Die Grundabsicht der „Radikalen“ mag an sich verständlich sein. So fragt sich Thorsten Heise warum man heute keine 5000 Demonstranten mehr mobilisieren kann sondern nur noch 1000 – wobei es aber sehr selten 5000 und 1000 gewesen sein werden. Zumeist kann man froh sein wenn es 150 und mal ausnahmsweise 500 sind. Der „Hitler-Wein“-Verkäufer Heise wollte NPD-Chef werden, unterlag aber gegen Frank Franz, und brachte es immerhin auf dem letzten Parteitag zum Vize.
An anderer Stelle war zu lesen das die Stragetie erst einmal darauf ziele Abgänge zu Worch und dem Dritten Weg wieder zur NPD zu lenken. Eine „Strategie“ ist dies nun kaum, da es hierbei vielleicht um höchstens 500 Aktivisten gehen wird. So das die „Erklärung“ des völkischen Flügels auch weitgehend inhaltslehr daher kommt. Man sei „sozialistisch“, ohne das aber sozialistische Inhalte formuliert werden. „Die Anderen“ in der NPD seien unmoralische Schweine – das kennt man aber schon, da diese inhaltslehre, die längst verflossene sogenannte „Revolutionäre Platftform“ in der NPD formulierte.

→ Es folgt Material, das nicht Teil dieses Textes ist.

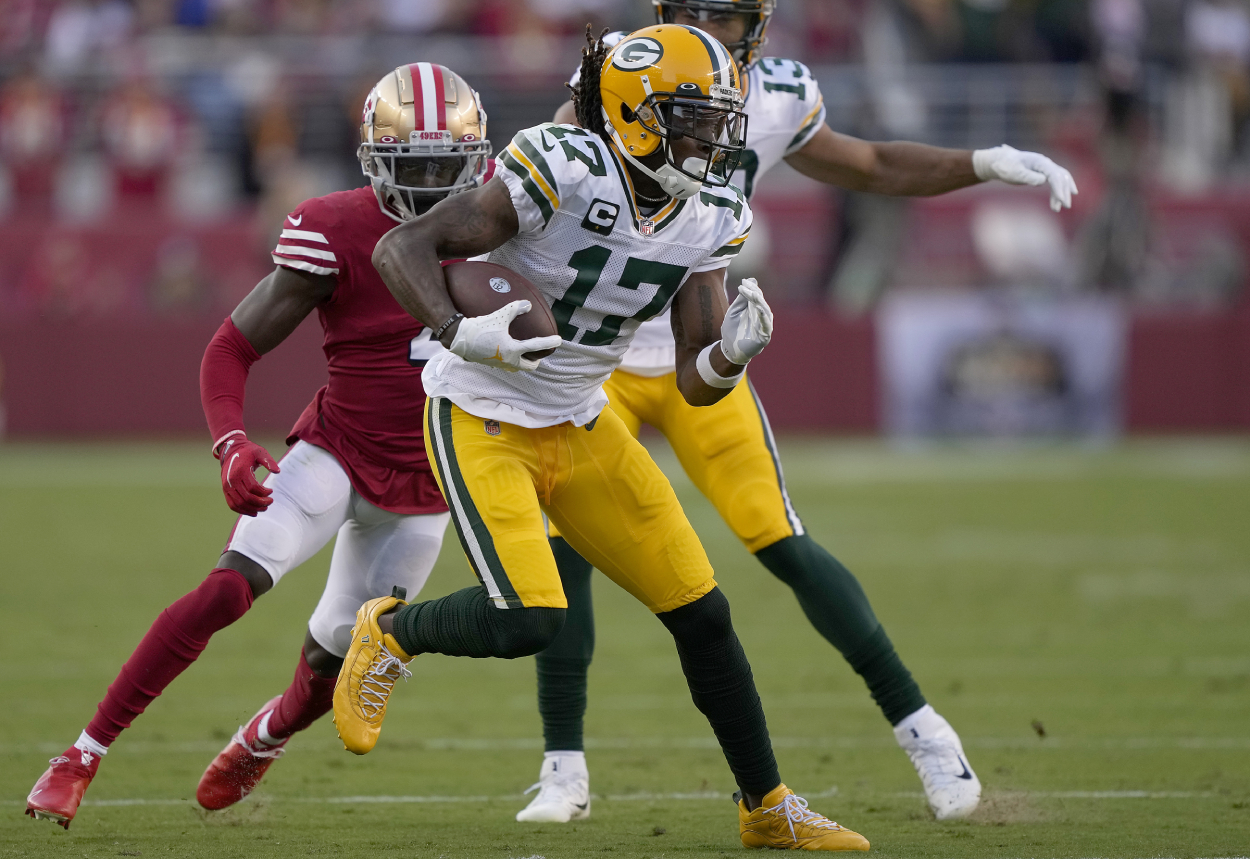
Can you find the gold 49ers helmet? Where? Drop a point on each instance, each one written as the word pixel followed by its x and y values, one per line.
pixel 759 13
pixel 669 81
pixel 423 136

So das sich Franz und Heise zwei Blinde darum streiten wer der Blindere von beiden sei. Franz hatte die NPD-Wähler zur AfD getrieben, unter anderem mit einer Kampagen der Stimmensplittung für NPD und AfD. Wem dies zugute schlägt ist wohl nicht schwer zu erraten. Der Neonazi Heise hatte in Thüringen einem nichtexistenten rechtem Bürgerblock das Wort geredet über einen Antisozialismus der natürlich „nationaler Sozialismus“ sein sollte. Natürlich soll nun der Völkische Flügel auch „kompromisslos-sozialitisch“ sein – ohne Inhalt. Wohl deshalb weil der Heise-„Sozialismus“ entweder keinen Inhalt kennt oder antisozialistische Demagogie sein wird.

Nun kann man einwenden dies sei ja alles nur angeblich „nationlbolschewistische“ Polemik. Allerdings erfordert Sozialismus oder Antikapitalismus eben auch so was wie entsprechende Forderungen, die aus dem Heise-Lager nicht existieren. Oder ist das alles nur „geheim“ formuliert?

Das wäre nun absurd, da das völkische ja auch nicht „geheim“ bleibt, oder? Die meisten Äußerungen aus diesem Lager sprechen nicht für inhaltlichen „Sozialismus“, sondern für etwas ganz anderes.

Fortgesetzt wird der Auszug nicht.